Etonogestrel Implant for Birth Control

The etonogestrel implant (synonym: contraceptive rod) is an implanted hormonal contraceptive (contraceptive) that is implanted subcutaneously and is based on the action of etonogestrel, which belongs to the progestins (hormone). The use of the implant is useful for women who wish to use contraception (contraception) for several years. Implantation of the etonogestrel preparation provides safe contraception for up to three years. The Pearl index* of the Etonogestrel implant is given by the manufacturer as 0.1, so that this preparation is currently one of the safest contraceptives. The etonogestrel implant is developed and marketed by MSD SHARP & DOHME GmbH under the name Implanon. * The Pearl index is a measure of how safe and reliable a contraceptive method is. It indicates the number of pregnancies per 100 women who have used the respective method of contraception for one year.

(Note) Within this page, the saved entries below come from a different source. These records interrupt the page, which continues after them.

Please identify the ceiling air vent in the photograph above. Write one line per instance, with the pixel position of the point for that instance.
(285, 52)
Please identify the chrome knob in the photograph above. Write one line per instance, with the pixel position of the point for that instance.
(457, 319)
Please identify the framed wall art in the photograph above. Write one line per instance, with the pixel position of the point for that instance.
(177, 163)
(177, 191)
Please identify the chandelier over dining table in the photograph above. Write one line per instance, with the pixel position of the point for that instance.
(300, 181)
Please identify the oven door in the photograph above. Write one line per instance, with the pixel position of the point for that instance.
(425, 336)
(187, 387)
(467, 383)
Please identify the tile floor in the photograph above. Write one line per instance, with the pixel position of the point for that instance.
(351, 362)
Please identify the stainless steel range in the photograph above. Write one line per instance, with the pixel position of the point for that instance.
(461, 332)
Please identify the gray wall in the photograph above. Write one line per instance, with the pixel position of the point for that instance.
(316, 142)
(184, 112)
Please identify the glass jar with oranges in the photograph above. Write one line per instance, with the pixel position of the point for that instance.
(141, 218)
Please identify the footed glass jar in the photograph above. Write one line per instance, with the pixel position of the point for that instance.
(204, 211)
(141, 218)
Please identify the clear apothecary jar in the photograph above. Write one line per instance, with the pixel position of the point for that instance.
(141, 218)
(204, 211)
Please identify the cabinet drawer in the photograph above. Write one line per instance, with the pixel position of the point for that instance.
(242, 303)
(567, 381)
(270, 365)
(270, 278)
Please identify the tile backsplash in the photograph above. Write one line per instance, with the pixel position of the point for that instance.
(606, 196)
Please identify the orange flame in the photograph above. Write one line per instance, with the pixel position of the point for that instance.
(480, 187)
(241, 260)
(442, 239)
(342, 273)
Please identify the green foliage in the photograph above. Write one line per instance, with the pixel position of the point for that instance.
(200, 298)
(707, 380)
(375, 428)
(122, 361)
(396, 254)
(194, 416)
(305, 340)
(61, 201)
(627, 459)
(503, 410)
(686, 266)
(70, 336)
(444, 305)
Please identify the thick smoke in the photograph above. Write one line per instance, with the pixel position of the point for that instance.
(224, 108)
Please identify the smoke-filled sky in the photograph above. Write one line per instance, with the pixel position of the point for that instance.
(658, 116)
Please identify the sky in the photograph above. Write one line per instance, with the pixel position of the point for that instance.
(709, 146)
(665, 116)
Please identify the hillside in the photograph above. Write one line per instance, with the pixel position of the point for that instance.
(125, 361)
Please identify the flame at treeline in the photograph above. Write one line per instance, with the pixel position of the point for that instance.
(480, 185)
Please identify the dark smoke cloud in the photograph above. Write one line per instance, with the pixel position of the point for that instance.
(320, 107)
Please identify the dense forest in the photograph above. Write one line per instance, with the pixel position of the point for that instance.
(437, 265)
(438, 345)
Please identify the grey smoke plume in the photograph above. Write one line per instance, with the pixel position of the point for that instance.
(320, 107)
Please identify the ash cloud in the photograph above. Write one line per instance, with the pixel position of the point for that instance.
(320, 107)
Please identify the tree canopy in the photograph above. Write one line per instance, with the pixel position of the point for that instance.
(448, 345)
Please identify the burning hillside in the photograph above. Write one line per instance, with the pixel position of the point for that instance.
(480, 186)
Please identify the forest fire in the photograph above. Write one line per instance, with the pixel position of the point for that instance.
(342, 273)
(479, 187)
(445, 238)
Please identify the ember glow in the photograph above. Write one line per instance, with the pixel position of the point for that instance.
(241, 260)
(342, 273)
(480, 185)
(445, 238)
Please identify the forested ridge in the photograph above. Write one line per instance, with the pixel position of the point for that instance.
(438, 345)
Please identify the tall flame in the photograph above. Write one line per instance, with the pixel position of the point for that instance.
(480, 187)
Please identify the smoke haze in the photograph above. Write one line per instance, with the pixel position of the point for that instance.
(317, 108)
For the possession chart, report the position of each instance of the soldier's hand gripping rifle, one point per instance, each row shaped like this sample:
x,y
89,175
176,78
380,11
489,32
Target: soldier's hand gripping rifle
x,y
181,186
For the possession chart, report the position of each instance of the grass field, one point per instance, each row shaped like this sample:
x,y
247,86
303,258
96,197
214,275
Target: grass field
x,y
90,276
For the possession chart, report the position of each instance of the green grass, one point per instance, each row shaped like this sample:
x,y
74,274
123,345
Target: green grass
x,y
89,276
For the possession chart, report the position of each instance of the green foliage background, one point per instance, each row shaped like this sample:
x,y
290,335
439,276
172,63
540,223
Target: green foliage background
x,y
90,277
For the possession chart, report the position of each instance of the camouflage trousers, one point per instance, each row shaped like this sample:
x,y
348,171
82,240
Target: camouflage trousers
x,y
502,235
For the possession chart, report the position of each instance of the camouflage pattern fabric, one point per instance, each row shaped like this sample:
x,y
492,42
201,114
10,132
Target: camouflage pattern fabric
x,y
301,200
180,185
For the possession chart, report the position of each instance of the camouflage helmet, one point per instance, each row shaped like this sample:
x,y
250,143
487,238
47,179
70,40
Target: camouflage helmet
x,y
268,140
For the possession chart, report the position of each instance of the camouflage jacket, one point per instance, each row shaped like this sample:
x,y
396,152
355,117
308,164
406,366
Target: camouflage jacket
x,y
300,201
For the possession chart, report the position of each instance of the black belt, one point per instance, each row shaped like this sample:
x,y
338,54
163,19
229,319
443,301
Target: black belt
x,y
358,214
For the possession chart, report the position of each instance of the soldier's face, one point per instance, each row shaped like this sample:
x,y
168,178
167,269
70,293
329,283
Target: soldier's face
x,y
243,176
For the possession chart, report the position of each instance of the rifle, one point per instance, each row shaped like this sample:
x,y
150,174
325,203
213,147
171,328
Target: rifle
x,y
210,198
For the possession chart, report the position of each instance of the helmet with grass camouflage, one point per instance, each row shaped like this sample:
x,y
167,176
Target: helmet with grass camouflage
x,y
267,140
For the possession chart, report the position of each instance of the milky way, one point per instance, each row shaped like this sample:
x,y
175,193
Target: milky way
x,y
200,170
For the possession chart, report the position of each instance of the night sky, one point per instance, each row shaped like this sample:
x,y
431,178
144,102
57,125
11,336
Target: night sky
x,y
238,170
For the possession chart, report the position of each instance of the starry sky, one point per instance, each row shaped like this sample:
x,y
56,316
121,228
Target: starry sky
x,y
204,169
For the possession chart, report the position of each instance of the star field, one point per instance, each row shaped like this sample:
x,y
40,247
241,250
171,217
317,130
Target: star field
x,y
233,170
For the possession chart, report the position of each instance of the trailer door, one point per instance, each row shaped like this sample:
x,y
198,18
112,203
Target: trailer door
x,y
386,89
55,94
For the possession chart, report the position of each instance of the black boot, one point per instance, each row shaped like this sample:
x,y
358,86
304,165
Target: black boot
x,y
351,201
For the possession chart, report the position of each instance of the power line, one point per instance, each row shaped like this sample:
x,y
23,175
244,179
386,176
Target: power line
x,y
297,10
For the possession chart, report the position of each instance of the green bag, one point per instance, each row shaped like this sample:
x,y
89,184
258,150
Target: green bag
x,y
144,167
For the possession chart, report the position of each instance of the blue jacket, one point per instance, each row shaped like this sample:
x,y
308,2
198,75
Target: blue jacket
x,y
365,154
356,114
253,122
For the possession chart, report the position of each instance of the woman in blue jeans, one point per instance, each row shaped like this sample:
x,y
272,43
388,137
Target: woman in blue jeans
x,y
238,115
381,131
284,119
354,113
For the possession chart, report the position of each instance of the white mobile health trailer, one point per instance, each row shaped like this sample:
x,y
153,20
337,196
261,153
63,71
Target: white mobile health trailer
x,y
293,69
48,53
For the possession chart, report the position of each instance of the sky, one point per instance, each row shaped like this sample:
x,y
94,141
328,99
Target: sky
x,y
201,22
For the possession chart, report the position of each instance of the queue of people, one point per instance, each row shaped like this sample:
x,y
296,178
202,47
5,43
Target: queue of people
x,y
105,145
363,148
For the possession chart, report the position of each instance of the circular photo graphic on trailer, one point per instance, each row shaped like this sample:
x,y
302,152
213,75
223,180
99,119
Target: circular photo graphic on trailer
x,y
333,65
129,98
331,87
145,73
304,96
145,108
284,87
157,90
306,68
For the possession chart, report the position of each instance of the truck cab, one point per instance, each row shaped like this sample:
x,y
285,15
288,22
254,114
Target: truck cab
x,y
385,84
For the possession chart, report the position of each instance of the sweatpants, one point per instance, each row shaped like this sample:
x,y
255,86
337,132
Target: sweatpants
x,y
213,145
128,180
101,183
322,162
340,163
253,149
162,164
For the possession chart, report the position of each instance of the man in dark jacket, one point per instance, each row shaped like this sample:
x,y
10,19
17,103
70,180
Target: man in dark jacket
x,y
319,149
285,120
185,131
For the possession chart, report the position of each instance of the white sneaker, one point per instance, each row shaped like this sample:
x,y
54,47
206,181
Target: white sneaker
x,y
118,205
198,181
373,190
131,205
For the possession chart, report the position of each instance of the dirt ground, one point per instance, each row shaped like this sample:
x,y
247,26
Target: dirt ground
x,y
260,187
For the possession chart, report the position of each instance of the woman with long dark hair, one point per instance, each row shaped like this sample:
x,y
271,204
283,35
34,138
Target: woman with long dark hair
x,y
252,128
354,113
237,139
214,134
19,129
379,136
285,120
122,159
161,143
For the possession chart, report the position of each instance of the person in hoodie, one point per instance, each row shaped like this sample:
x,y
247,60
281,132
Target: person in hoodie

Indications (areas of use)

  • Adult women of childbearing age – the etonogestrel implant is in principle suitable as a contraceptive method (contraceptive) for all women who want to use contraception for several years and have no contraindications (contraindications; see below). The preparation is particularly suitable for women who should not take estrogens, who have contraindications to the IUD (intrauterine device) or who have difficulty inserting an IUD. Breastfeeding mothers can also use the etonogestrel implant, as it has no adverse effects on lactation (breast milk production), according to recent studies.

Contraindications

Relative contraindications

  • Obesity (overweight) – clinical trials did not integrate women who weighed more than 130% of the ideal weight.
  • Diabetes mellitus – the active ingredient of the implant may have effects on glucose tolerance (glucose utilization) in women.
  • Cardiovascular disease – various hormonal contraceptives increase the likelihood of myocardial infarction (heart attack) to a small extent. If you have a history of cardiac disease, you may want to avoid hormonally based contraception.
  • Depression – Etonogestrel increases the likelihood of the onset of depressed mood, so potentially at-risk individuals should refrain from taking it.
  • Hyperlipoproteinemia/hyperlipidemia (dyslipidemia) – taking etonogestrel possibly leads to an increase in triglycerides (neutral fats).
  • Smokers – smoking significantly increases the likelihood of thromboembolism in combination with hormonal contraceptives.
  • Acne – etonogestrel implant may increase acne in women.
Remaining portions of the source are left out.